Many YesSQL/NoSQL databases advertises themselves ACID-complient, but actually, very few of them are really does.
No ACID compliance = You will get always undefined result under multi-user (client) environment. I don't even think what kind of DB does this.
Single row/key ACID compliant = You will get guaranteed result if you modify only single value at once. But undefined result (=silent data corruption) for simultaneous multi row/key update. Most of currently popular NoSQL DBs including Cassandra, MongoDB, CouchDB, … These kind of DBs are safe only for single-row transaction. So you need to guarantee your DB logic won't touch multiple rows in a transaction.
Multi row/key ACID compliance = You will always get guaranteed result for any operation. This is minimal requirements as a RDBMS. In NoSQL field, very few of them does this. Spanner, MarkLogic, VoltDB, FoundationDB. I am not even sure there's more solutions. These kind of DBs are really fresh and new, so mostly nothing is known about their ability or limitation.
Anyway, this is a comparison except D(urability). So don't forget to check durability attribute too. It's very hard to compare durability because range becomes too wide. I don't know this topic well…
No durability. You will lost data at any time.
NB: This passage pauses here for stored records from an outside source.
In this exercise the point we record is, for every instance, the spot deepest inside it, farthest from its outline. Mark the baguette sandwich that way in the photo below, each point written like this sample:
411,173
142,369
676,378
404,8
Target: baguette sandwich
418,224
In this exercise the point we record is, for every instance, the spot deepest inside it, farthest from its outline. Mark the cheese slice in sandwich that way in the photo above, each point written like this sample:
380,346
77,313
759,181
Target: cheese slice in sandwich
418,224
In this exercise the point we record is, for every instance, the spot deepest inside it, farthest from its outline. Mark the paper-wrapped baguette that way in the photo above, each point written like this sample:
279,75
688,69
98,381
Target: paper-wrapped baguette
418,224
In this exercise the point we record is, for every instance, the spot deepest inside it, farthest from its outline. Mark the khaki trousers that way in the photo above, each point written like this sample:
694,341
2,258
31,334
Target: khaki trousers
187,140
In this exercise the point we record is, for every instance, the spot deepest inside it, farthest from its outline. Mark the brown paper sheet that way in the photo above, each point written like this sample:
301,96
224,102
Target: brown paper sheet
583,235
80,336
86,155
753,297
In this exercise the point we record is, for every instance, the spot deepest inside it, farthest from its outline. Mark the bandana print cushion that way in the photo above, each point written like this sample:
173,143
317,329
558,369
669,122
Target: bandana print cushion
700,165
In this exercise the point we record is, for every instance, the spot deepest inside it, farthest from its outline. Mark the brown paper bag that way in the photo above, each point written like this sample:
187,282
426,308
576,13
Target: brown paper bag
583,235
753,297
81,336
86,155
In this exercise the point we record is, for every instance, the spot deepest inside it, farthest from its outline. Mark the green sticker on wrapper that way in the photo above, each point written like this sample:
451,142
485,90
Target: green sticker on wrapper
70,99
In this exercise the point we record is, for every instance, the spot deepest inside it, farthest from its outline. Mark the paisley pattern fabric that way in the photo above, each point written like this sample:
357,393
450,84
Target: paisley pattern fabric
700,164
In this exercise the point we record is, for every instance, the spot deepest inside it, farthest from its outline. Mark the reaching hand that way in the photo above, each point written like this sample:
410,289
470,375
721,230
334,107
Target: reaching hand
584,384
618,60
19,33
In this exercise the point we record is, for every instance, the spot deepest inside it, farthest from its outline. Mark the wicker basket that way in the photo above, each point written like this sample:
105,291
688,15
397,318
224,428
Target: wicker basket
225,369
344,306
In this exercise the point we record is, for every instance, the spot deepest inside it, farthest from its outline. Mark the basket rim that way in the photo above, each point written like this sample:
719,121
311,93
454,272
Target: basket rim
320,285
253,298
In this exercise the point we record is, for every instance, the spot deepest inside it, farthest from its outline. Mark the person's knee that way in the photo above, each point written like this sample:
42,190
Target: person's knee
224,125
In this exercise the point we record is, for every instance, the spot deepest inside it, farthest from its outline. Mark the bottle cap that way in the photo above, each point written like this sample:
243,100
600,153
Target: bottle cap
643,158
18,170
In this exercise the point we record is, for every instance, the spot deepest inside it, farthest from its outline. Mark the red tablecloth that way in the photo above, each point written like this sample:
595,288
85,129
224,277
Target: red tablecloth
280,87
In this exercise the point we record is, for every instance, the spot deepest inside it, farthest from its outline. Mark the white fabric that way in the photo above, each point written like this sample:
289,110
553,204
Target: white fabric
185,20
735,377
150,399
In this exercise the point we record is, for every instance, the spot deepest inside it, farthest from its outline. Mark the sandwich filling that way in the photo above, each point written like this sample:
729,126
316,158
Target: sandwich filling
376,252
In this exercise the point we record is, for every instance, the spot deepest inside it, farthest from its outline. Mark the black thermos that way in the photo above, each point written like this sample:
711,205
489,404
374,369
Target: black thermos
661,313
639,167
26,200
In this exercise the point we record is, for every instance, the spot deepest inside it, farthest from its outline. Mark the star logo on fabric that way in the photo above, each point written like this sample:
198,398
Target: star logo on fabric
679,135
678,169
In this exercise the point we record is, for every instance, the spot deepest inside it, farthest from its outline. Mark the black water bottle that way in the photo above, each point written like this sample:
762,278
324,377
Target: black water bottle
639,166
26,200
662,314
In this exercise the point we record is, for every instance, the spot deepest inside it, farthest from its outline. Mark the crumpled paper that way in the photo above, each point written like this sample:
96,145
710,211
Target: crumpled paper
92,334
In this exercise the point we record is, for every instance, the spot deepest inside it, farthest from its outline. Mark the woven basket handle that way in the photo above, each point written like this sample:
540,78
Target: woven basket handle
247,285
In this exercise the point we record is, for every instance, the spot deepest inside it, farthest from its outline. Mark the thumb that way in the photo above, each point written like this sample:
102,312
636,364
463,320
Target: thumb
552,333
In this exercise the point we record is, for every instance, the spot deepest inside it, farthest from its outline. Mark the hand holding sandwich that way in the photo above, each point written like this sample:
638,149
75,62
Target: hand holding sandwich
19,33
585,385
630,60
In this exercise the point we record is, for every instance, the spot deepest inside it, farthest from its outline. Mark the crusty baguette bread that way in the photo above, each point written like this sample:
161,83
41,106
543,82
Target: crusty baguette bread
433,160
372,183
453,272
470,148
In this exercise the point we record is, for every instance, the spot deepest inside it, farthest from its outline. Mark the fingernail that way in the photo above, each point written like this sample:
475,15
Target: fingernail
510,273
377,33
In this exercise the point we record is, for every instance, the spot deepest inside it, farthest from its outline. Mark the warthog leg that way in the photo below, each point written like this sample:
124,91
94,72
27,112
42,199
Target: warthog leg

Safely stored on disk. When you get
COMMIT OK
, then the data is guaranteed on disk. You lost data if disk break.Also, there're difference even on ACID compliant DBs.
Sometimes ACID compliant / you need configuration / no automatic something.. / some components are not ACID-complient / very fast but you need to turn off something for this... / ACID-compliant if you use specific module... = we will not bundle data safety by default. That's an add-on, option or separated sold. Don't forget to download, assemble, setup and issuing proper command. Anyway, data safety may be ignored silently. Do it yourself. Check it yourself. Good luck not to make any mistake. Everyone in your team must be flawless DBA to use this kind of DB safely. MySQL.
Always ACID compliant = We don't trade data safety with performance or anything. Data safety is a forced bundle with this DB package. Most commercial RDBMS, PostgreSQL.
Above is typical DB's implementation. But still, any other hardware failure may corrupt the database. Such as memory error, data channel error, or any other possible errors. So you need extra redundancy, and real production-quality DB must offer fault tolerance features.
No redundancy. You lose all data if your data corrupted.
Backup. You make snapshot copy/restore. You lose data after last backup.
Online backup. You can do snapshot backup while the database is running.
Asynchronous replication. Backup for each second (or specified period). If machine down, this DB guaranteed to get the data back by just rebooting. You lose data after last second.
Synchronous replication. Backup immediately for each data update. You always have exact copy of original data. Use the copy if origin breaks.
Until now, I see many DB implementation lacks many of these. And I think if they lacks proper ACID and redundancy support, users will lose data eventually.